An icon with the washing of the feet, which can be attributed to the Moscow school of painting and was created around 1500 (limit 1,200 euros), can be described as truly museum-quality. It still shows reflections of the famous icon painter Andrei Rublyov, who created a very similar icon with an identical theme in 1427 for the Trinity Monastery in Sergiyev Possad. Only a few other comparative pieces have survived the test of time and are now kept in museums such as the Russian Museum in St. Petersburg or the Hermitage.
As the label of the Soviet agency for the sale of antiquities MosGosTorg as well as the label of the Hammer Galleries from 1937 on the back of an icon with the praise of the Mother of God suggest, it was sold to the Western world in the course of the sale of the inventory of Tsarist buildings by the Soviets in the 1930s.
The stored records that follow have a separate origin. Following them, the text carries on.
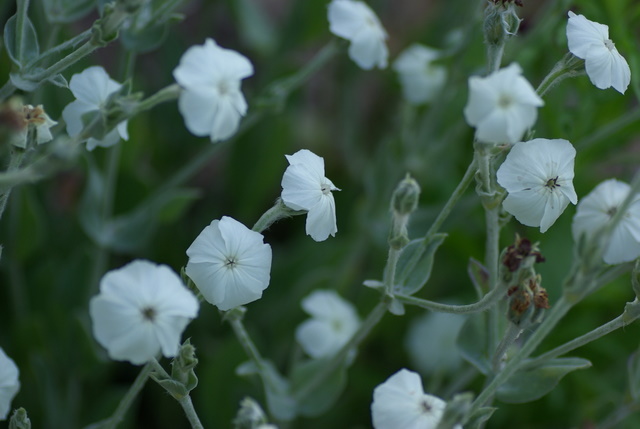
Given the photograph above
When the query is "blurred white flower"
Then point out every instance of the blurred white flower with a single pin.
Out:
(92, 88)
(9, 383)
(304, 187)
(538, 175)
(421, 79)
(141, 310)
(597, 209)
(400, 403)
(37, 119)
(356, 22)
(212, 103)
(502, 106)
(333, 322)
(427, 331)
(590, 41)
(229, 263)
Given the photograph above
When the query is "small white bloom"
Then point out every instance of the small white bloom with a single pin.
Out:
(421, 79)
(92, 88)
(229, 263)
(333, 322)
(597, 209)
(141, 310)
(590, 41)
(400, 403)
(502, 106)
(431, 342)
(538, 175)
(304, 187)
(9, 383)
(212, 103)
(356, 22)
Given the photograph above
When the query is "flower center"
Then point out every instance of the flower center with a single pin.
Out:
(609, 44)
(552, 183)
(149, 313)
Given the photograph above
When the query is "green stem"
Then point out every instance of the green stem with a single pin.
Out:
(338, 359)
(127, 400)
(487, 302)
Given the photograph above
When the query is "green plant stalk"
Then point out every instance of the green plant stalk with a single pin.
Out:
(367, 325)
(127, 400)
(185, 401)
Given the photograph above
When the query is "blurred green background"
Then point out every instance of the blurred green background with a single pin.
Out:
(369, 139)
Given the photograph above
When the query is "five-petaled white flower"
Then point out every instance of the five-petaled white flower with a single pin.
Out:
(597, 209)
(9, 383)
(604, 65)
(421, 79)
(355, 21)
(400, 403)
(304, 187)
(502, 106)
(229, 263)
(333, 322)
(538, 175)
(212, 103)
(141, 310)
(92, 88)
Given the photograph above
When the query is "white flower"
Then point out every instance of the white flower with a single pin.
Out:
(229, 263)
(356, 22)
(590, 41)
(333, 322)
(597, 209)
(211, 102)
(141, 310)
(400, 403)
(538, 175)
(304, 187)
(92, 88)
(9, 383)
(502, 106)
(421, 79)
(431, 342)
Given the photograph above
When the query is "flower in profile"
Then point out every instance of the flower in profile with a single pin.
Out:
(92, 88)
(9, 383)
(597, 209)
(333, 322)
(212, 103)
(141, 310)
(502, 106)
(538, 175)
(604, 65)
(355, 21)
(229, 263)
(400, 403)
(304, 187)
(421, 79)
Like so many treasures of the Russian nation, the Bolsheviks sold important works of art to the West for foreign currency under the slogan “Treasures Into Tractors”. As the sale catalogue of the Hammer Galleries in New York notes, this icon was once part of the ‘Winter Palace Collection’ (limit 1,200 euros).
Another museum piece is an icon depicting Christ ‘The Grim Eye’. Also dating to the 16th century, it received a massive vermeil riza with rich niello decoration made in St Petersburg in 1816 during the reign of Alexander I of Russia (1801-1825) (limit 1,200 euros).
Among the Greek icons, a dated Annunciation from 1607 stands out, which can be attributed to the artist Emmanuel Lombardos, born in Crete in 1587, or at least was created in his direct environment (limit 1,200 euros).
Numerous icons from Palech, Mstera and Moscow of the late 19th and early 20th century, some bearing an enamelled oklad, round off the offer. So it does not sound at all prophetic to expect the auction to be brilliant.